A Gluing Operator for the Ambitwistor String

TL;DR

This paper introduces a new gluing operator in the ambitwistor string framework that simplifies the recursive construction of scattering amplitudes and loop integrands, providing a unified approach to tree-level and one-loop calculations.

Contribution

It proposes a novel gluing operator that enables efficient computation of scattering amplitudes and loop integrands in ambitwistor string theory, connecting string propagators with field theory limits.

Findings

Derives the complete one-loop integrand in SYM and SUGRA.

Shows the gluing operator's role in recursive amplitude construction.

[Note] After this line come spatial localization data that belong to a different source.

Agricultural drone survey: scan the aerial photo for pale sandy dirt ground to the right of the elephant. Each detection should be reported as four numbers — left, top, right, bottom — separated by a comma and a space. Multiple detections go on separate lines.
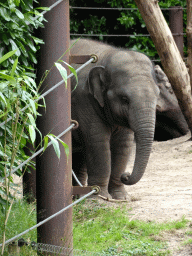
13, 134, 192, 256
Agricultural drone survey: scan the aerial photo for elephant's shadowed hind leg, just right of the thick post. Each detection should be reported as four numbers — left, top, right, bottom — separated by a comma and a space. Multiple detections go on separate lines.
72, 152, 87, 186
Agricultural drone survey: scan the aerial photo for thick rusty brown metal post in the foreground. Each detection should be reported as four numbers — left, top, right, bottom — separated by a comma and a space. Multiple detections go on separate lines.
36, 0, 72, 255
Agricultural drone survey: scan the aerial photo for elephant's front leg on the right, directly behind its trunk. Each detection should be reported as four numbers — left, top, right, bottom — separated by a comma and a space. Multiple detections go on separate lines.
108, 127, 134, 200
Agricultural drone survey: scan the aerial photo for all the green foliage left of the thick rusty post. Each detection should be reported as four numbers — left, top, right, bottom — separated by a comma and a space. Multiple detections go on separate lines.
0, 0, 47, 210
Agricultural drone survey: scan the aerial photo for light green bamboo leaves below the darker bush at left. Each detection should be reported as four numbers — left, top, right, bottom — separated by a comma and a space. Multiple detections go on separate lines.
0, 50, 42, 210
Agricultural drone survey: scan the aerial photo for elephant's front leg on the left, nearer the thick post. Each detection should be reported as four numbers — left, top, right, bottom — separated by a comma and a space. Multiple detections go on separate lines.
85, 123, 111, 198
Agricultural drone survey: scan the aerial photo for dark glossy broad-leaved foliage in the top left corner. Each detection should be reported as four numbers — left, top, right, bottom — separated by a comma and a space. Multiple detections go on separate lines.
0, 0, 45, 76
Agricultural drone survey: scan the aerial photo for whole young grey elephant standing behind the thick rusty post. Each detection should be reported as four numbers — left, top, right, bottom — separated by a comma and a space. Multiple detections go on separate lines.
71, 39, 159, 199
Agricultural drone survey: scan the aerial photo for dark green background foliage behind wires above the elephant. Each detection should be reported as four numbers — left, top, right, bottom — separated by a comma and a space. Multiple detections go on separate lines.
70, 0, 187, 62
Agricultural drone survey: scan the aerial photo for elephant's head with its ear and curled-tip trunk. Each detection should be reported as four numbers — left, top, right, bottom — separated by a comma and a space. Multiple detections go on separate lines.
87, 51, 159, 185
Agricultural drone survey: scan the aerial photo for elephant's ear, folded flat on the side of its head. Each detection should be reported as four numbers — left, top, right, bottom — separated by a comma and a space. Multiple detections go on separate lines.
88, 66, 105, 107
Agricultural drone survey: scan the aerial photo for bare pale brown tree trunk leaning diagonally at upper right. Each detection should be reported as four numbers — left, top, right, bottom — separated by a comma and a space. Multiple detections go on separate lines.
135, 0, 192, 136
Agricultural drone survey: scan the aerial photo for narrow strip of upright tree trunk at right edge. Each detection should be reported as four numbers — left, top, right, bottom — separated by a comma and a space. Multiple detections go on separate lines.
186, 0, 192, 88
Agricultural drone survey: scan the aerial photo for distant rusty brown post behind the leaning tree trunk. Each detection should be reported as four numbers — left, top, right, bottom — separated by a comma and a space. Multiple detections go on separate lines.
169, 6, 184, 58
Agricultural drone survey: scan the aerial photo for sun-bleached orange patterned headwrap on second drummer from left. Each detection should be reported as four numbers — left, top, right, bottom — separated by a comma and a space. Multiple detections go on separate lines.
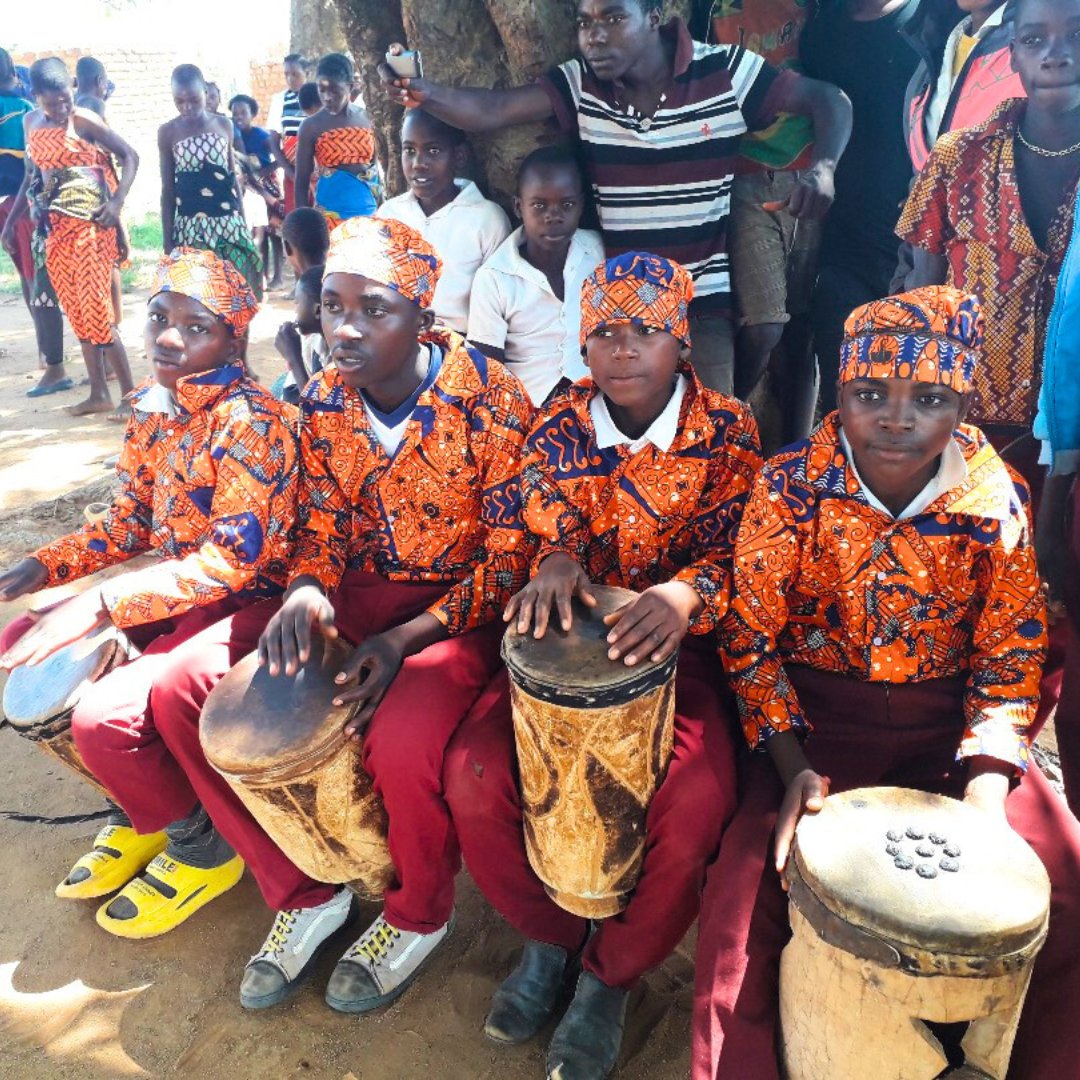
326, 217, 443, 308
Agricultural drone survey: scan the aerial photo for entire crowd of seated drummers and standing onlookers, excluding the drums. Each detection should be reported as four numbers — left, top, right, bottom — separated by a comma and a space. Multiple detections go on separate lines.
0, 0, 1080, 1080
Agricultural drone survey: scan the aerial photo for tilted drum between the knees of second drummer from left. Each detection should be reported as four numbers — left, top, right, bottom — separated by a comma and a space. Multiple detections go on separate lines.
199, 634, 394, 900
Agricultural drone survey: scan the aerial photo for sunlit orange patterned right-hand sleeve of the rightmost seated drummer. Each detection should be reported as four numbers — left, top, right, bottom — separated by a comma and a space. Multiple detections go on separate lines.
957, 522, 1047, 772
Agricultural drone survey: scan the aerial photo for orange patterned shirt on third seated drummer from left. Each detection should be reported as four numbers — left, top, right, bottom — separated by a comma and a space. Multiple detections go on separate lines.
522, 370, 761, 634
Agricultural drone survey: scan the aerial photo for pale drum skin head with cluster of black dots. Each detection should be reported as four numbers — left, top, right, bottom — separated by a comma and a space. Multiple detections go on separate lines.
794, 787, 1050, 956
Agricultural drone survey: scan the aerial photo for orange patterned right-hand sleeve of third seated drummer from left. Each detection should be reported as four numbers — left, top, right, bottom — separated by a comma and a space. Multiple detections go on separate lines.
673, 409, 761, 634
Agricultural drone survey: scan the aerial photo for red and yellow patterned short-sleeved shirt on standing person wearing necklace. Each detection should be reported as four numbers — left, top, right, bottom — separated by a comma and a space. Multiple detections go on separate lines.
896, 99, 1080, 428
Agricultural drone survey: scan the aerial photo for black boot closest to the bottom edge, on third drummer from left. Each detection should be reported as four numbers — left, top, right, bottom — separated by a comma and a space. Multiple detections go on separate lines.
548, 971, 627, 1080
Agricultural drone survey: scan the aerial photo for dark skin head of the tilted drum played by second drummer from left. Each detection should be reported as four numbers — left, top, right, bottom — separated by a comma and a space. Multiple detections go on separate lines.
199, 634, 355, 777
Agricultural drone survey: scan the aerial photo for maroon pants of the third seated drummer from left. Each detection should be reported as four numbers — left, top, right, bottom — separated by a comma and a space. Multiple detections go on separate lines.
445, 647, 735, 987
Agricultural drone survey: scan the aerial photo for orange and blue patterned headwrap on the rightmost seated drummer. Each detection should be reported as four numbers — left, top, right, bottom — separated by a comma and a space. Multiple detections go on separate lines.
840, 285, 983, 394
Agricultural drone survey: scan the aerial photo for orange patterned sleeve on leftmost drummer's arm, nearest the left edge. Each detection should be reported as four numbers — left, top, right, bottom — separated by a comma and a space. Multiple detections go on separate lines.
32, 415, 153, 586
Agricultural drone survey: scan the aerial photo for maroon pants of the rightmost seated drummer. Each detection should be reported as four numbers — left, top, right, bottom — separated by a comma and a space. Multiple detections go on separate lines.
692, 667, 1080, 1080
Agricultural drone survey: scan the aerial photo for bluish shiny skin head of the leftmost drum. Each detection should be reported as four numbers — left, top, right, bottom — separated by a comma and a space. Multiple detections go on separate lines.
3, 625, 121, 730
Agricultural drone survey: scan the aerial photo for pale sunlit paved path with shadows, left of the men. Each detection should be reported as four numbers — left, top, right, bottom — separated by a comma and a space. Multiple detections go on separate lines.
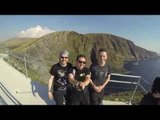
0, 59, 55, 105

Conjectures the operator as the path integral form of the ambitwistor string propagator.

Abstract

We present a new operator in the ambitwistor string which glues together correlators with fewer points or of lower genus. It underpins the recursive construction of tree-level CHY scattering amplitudes by Dolan \& Goddard, as well as the computation of loop integrands on a Riemann sphere by Geyer et al. The gluing operator is a tractable object due to the finiteness of the spectrum. In particular, we demonstrate how it gives rise to the complete one-loop integrand in SYM and SUGRA. The operator is conjectured to be the path integral incarnation of the ambitwistor string propagator, and to coincide with the field theory limit of the standard string theory propagator.